The acquisition will result in Anbang purchasing Strategic Hotels & Resorts Inc. Anbang will be the owner of many urban hotels, ocean resorts, mountain getaways and desert resorts in the United States.
Last year, the company purchased the Waldorf Astoria hotel in New York in a deal valued at $1.95 billion.
Blackstone purchased Strategic Hotels & Resorts three months ago and has been actively trying to sell individual properties within the company’s portfolio. Anbang countered the individual property sales with the proposal to buy the entire company for $450 million more than Blackstone paid earleir this year. The private deal allows Blackstone to receive short-term funding while allowing Anbang to enjoy a long-term investment.
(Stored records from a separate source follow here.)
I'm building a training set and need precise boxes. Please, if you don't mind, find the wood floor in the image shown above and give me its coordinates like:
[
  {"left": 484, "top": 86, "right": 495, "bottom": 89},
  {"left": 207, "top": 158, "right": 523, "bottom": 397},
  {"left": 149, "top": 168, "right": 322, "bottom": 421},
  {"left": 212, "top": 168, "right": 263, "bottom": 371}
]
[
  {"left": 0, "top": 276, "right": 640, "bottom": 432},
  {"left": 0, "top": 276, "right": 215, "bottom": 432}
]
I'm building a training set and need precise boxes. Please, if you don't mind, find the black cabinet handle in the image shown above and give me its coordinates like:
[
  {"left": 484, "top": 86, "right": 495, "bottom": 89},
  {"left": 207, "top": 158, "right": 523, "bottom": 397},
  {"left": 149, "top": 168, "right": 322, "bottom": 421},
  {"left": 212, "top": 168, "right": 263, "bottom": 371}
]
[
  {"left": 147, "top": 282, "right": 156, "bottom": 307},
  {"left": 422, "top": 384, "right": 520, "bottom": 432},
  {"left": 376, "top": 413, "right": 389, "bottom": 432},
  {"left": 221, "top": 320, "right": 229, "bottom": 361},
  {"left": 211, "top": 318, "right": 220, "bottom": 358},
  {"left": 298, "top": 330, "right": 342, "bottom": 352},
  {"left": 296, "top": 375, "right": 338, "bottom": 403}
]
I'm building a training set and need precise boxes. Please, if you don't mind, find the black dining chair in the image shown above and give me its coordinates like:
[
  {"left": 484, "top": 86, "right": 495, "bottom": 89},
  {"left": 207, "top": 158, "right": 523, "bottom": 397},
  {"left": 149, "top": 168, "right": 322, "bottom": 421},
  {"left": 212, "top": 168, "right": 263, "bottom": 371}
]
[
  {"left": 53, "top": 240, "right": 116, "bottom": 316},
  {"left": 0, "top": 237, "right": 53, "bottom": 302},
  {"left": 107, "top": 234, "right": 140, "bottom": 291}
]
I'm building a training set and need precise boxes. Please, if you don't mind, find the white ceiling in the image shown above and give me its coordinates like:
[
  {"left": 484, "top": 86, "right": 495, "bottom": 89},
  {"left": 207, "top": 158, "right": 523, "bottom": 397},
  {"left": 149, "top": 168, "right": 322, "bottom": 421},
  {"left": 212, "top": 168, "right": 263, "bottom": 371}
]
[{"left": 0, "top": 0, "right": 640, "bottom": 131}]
Philip Tee of Anbang’s North American unit and Christine Anderson of Blackstone have both declined to comment on the deal.
Anbang’s acquisition of the company marks a foray into U.S. real estate from China-based companies. China’s current struggling economy has caused many companies in the country to diversify their portfolios with overseas acquisitions. Anbang’s acquisition of Strategic Hotels came as a shock for analysts due to the company’s acquisition by Blackstone three months prior. Chinese companies attempted to purchase Starwood Hotels & Resorts (HOT) in recent months, but the sale of the company went to Marriott International Inc. (MAR). Strategic Hotel’s portfolio includes the Ritz-Carlton in Half Moon Bay; Four Seasons Hotels in Silicon Valley, Austin and Washington; Laguna Niguel in California; and InterContinental hotels in Chicago and Miami.